I wish that I could have known 20 years ago, when I was in 3rd grade, that one day I’d get a chance to be the girl that everyone paid attention to. At age 8, I was more teacher’s pet than social butterfly. I was exceptionally tall for my age and had straight brown hair down to my waist. I wore headbands with little teeth that dug into my scalp, and I had to put on thick pink-framed glasses during class so I could see the blackboard. (We had actual blackboards, not white boards like the classrooms do now.) In one class photo — the kind with the futuristic “lasers” in the background — the huge puffed sleeves of my dress are uneven in height. (FYI, those are tack-marks on the photo, not pockmarks on my face.) In another photo, my bangs are slicked into what appears to be a cowlick combined with a comb-over, which is just about as attractive as it sounds.
I wasn’t UNpopular in 3rd grade, but I certainly lacked the emotional maturity and charisma of the popular girls. I remember watching Julia, one of the in-crowd, do a jazz dance move in front of some other girls on the blacktop at recess. Quietly looking on, I wished that I could have the confidence and sheer coordination to pull that off myself.
I actually learned the move in college, when I finally took jazz dance. At the time, I wondered how it would be to meet Julia again, now that I was cool, too. I’ve decided that maybe I’m just a reallllly late bloomer, finally developing the confidence at age 28 that some girls had at age 8.
I’m happy to be getting the in-crowd experience I never had, even if it involves my leading a pack of 8-year-olds around the track at recess, telling scary stories on demand. I quickly discovered that agreeing to tell one scary story to 8-year-olds is like agreeing to play one game of tag with 5-year-olds: You will never have another moment of peace. Giving in to the kids’ begging, I told the classic “High Beams,” “The Green Ribbon,” and a story about a boy in a rainstorm who turns out to be a ghost. My audience interrupted every few seconds as I was telling the stories, to ask questions and make comments, and as soon as I’d finished, they demanded more.
To buy myself time to think of another story, I asked one of the boys, Ramon, to tell “La Llorona,” a Mexican folktale that two of the Latina girls swore was actually true. Ramon said, “Once there was a lady who drowned her kids. And if you go by the water, then she’ll get you.
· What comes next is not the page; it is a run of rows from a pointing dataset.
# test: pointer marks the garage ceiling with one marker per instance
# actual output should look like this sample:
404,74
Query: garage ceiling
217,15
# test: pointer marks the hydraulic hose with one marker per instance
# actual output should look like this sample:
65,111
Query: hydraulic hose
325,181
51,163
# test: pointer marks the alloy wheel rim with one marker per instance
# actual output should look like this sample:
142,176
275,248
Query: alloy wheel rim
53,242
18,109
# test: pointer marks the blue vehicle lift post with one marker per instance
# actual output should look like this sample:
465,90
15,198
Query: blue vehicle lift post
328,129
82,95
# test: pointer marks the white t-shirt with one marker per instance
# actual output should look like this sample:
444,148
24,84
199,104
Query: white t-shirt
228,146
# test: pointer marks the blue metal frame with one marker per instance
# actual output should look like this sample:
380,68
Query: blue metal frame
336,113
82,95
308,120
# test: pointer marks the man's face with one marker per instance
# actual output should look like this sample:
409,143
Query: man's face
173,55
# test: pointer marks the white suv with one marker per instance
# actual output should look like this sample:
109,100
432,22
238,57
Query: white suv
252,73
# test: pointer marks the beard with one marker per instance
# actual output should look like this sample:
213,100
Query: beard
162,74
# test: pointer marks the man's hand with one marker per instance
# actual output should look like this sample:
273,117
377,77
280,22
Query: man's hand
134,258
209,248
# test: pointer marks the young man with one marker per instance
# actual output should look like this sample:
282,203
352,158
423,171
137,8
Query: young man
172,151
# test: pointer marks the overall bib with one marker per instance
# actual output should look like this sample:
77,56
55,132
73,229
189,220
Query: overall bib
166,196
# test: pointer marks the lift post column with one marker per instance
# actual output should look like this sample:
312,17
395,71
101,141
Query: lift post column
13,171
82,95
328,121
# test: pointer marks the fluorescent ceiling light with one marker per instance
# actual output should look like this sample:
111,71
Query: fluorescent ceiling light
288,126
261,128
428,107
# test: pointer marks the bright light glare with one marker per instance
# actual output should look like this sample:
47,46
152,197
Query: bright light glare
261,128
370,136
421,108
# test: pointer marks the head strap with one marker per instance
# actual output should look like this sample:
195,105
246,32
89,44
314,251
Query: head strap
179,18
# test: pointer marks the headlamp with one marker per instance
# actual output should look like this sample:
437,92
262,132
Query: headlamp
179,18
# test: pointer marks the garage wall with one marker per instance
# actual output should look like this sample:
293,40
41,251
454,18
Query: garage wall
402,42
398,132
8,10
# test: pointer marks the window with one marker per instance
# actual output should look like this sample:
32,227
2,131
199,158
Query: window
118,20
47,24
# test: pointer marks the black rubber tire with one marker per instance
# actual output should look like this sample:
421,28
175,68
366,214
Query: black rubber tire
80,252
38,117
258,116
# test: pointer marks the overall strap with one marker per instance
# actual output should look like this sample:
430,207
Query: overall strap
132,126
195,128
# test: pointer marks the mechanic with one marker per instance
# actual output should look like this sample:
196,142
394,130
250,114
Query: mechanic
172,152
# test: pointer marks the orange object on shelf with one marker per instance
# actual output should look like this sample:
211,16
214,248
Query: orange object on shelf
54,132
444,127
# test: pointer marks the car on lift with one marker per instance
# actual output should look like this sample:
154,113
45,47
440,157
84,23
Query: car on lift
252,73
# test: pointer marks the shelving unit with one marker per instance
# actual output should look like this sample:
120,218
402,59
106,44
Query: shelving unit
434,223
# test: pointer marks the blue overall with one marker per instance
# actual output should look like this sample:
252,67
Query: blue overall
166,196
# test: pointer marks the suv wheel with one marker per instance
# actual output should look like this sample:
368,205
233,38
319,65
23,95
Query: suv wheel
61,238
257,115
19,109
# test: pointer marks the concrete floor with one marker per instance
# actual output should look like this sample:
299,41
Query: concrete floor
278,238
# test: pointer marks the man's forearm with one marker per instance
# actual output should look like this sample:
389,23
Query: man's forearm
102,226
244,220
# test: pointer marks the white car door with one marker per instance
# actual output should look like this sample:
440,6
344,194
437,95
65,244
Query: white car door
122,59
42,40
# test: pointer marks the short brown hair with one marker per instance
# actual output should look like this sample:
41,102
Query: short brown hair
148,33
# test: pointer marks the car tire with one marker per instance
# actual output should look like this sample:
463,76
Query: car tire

The end.” His classmates were quiet for a moment, then realized how not scared they were, and started pestering me for stories again. Ahh, Ramon, my little protege, it’s all in the delivery.
The yard duties blew their whistles, which have replaced the clanging school bells that used to call me in from recess, and we returned to class. We sat at our desks and each received a slate and piece of chalk for math (some classes use white boards, but I prefer these old-school tools). A few of the girls, instead of practicing place value as they were supposed to, drew scenes from the ghost stories I’d just told and wrote, “Your [sic] the best!” They whispered to me, “Are you going to be here tomorrow?” When I nodded, they said, “Yesss!” and punched their fists into the air. I raised my eyebrows at their reaction, wondering if I could get these kids to write me letters of recommendation, or endorse me on LinkedIn.
The celebrity treatment continued at lunchtime. As soon as I approached the picnic tables, five or so groups of kids started yelling my name. “Melia, we saved you a seat!” “Melia, come eat with us!” It was like walking the red carpet at a movie premiere. I had to say, “Sorry, I promised these girls that I’d eat with them. But I’ll eat with you tomorrow!”
As much as I’d like to take credit for my popularity, I expect that it’s due to my uniquely informal role at the school. I think that any big person at school with the luxury of just hanging out with kids, without needing to teach or discipline, would be just as well received. But that won’t stop me from soaking up the attention anyway.
I will say that it’s gratifying to realize how much confidence I have been able to build in 20 years, to see myself chatting easily with the most popular girls in school and having them follow my lead. Though I’m usually a perfectionist fearful of improvising, I was able to regale a full audience with stories, roughly told. I think that if I met Julia in a dance class today — or in a school dance-off, even better — I could do that jazz move just as well as she could.
If only I could whisper to my 8-year-old self standing on the sidelines, wearing puffed sleeves and pink glasses, I’d tell her, “Don’t worry, sweetie. One day, a long time from now, you’ll know how it feels to be one of the cool kids.”